If you’re looking for a film that encapsulates the profound injustices of life behind the Iron Curtain during the Cold War, The Confession (1970) fits the bill. Of course, films of this nature tend to be unpleasant to watch, and this one — based on the actual experiences of a high-ranking Party member in Czechoslovakia — is definitely a relentlessly bleak one.
Gerard (Yves Montand) is a dutiful Party leader who believes in the communist cause. But one day, he notices he’s being followed. Soon enough he’s grabbed off the street and taken into state custody, suspected of espionage ties to the CIA — not that they tell him that directly. Indeed he is the victim of a ruthless Soviet show trial, and getting arrested is only the beginning of an extended interrogation ordeal. Mistreated horribly during his incarceration, his handlers systematically program him into being a traitor, putting him in the impossible position of wanting to sign a confession filled with government lies.

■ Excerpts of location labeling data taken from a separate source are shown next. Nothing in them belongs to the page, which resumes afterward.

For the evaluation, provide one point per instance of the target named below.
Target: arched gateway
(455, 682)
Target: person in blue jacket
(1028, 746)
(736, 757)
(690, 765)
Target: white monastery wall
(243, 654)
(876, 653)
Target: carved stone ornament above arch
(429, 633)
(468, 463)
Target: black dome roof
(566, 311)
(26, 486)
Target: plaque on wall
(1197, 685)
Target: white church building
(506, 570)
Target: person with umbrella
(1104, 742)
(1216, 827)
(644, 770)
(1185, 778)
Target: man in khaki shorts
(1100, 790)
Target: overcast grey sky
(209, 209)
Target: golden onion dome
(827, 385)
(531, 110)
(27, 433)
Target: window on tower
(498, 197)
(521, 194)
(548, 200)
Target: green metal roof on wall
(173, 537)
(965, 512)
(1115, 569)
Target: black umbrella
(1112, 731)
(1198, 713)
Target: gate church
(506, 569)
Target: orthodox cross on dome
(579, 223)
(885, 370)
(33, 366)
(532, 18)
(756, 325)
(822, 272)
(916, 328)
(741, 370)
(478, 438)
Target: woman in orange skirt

Based on the memoir of Artur London, who survived a similar ordeal, The Confession practically drips with authenticity — and director Costa-Gravas takes pains to provide a detailed depiction of the disorienting and inhuman tactics used to render suspects compliant. The film is at its best when Gerard’s confusion is played up with cinematic trickery. Unfortunately, it succeeds more as a historical, political document than an entertaining film. The story it’s telling is hard to watch by its very nature, and — also inherent — it’s not structurally satisfying. So while it makes its point, quite strongly, its message only carries it so far.